On Tue, Jul 21, 2015 at 02:26:36PM -0400, Bryan Fields wrote:
What is the configuration of the UCSD gateway?
I answered that in a previous email earlier today. Again: It's a dual-core 3.2 Ghz Xeon processor with two 1 GbE ports. The port 'em0' is connected to a 1G switch which is in turn connected at 10GbE to the building infrastructure switch/router. Port 'em1' is output-only to the network 'telescope'. The system never swaps or pages.
It does all the packet filtering, selection, and diversion using kernel-mode 'ipfw'. The very few packets which are destined for legitimate AMPR hosts are forwarded and encapsulated by a user-mode program. That program consumes almost no resource because there are so few packets headed to or from legitimate AMPR hosts and that's all it's given to handle.
Statistics and experiments show that the bottleneck is the IP input routines processing the ipfw rules. Since this is single-threaded inside the kernel, more cores over the effective 4 we have now will probably not help. As you can see from the snapshot below, the task queue for the input interface is full and that is where the packets are being dropped.
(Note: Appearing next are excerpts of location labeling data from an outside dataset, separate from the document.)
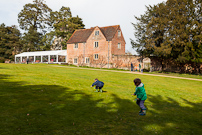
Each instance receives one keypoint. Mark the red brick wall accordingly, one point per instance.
(118, 39)
(101, 50)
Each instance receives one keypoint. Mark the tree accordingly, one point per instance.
(32, 40)
(36, 15)
(35, 20)
(10, 43)
(171, 31)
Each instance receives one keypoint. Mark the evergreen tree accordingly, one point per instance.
(10, 43)
(35, 20)
(36, 15)
(32, 40)
(171, 31)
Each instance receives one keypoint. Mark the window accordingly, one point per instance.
(76, 45)
(87, 60)
(96, 44)
(96, 56)
(119, 45)
(96, 33)
(75, 61)
(119, 33)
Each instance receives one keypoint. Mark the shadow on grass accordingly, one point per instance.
(52, 109)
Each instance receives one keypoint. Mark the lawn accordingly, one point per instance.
(48, 100)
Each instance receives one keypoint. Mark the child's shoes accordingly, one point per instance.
(142, 113)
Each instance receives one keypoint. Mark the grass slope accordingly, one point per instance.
(42, 99)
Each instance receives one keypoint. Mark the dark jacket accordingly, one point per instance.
(98, 83)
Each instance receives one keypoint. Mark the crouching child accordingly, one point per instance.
(141, 95)
(98, 85)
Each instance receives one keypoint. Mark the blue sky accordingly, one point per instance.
(93, 12)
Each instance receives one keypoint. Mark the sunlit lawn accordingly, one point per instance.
(45, 99)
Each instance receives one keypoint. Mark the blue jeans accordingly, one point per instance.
(140, 103)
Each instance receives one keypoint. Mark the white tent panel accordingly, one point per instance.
(57, 56)
(40, 53)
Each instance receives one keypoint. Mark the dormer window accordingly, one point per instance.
(96, 33)
(119, 33)
(96, 44)
(119, 45)
(76, 45)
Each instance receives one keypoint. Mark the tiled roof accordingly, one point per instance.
(82, 35)
(109, 31)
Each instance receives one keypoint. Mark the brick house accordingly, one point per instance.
(95, 45)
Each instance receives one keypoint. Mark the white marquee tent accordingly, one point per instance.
(57, 56)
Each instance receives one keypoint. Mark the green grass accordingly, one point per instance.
(47, 100)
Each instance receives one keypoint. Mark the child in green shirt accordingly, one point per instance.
(141, 95)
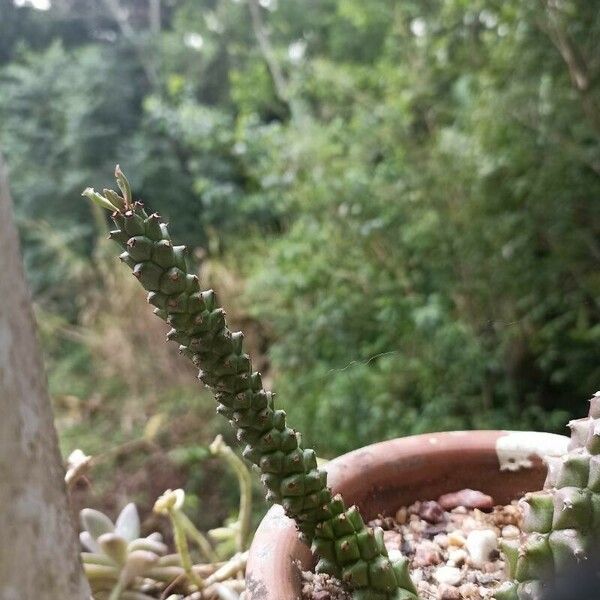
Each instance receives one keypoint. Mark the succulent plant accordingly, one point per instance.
(117, 556)
(562, 522)
(347, 548)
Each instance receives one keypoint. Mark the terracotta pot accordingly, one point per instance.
(382, 477)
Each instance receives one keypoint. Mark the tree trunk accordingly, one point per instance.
(38, 548)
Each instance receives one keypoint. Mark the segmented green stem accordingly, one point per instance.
(562, 522)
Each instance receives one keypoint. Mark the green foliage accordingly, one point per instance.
(346, 547)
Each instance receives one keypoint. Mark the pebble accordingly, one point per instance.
(426, 554)
(394, 554)
(432, 512)
(448, 575)
(402, 515)
(480, 545)
(468, 499)
(457, 557)
(468, 590)
(510, 532)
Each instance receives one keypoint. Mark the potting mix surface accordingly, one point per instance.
(452, 545)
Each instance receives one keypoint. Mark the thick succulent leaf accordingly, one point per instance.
(114, 546)
(88, 542)
(128, 523)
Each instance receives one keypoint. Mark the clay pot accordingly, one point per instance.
(382, 477)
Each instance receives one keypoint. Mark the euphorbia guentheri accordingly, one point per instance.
(346, 547)
(560, 522)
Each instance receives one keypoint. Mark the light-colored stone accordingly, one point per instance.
(480, 545)
(457, 557)
(456, 538)
(448, 575)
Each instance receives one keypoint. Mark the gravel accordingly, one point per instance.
(453, 552)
/0% /10 /20 /30 /40 /50 /60 /70 /80 /90 /100 root em0 taskq XXXXXXXXXXXXXXXXXXXXXXXXXXXXXXXXXXXXXXXXXXXXXXXXXX root idle: cpu2 XXXXXXXXXXXXXXXXXXXXXXXXXXXXXXXXXXXXXXXXXXXXXXXXXX root idle: cpu3 XXXXXXXXXXXXXXXXXXXXXXXXXXXXXXXXXXXXXXXXXXXXXXXXXX root idle: cpu1 XXXXXXXXXXXXXXXXXXXXXXXXXXXXXXXXXXXXXXXXXXXXXXX root idle: cpu0 X root em1 taskq X root ipipd X
The relevant ipfw rules are these (table 1 contains the list of legitimate hosts derived by ANDing the gateways with the DNS. Socket 4444 is the ipip daemon's input; 192.168.44.252 is the network telescope.)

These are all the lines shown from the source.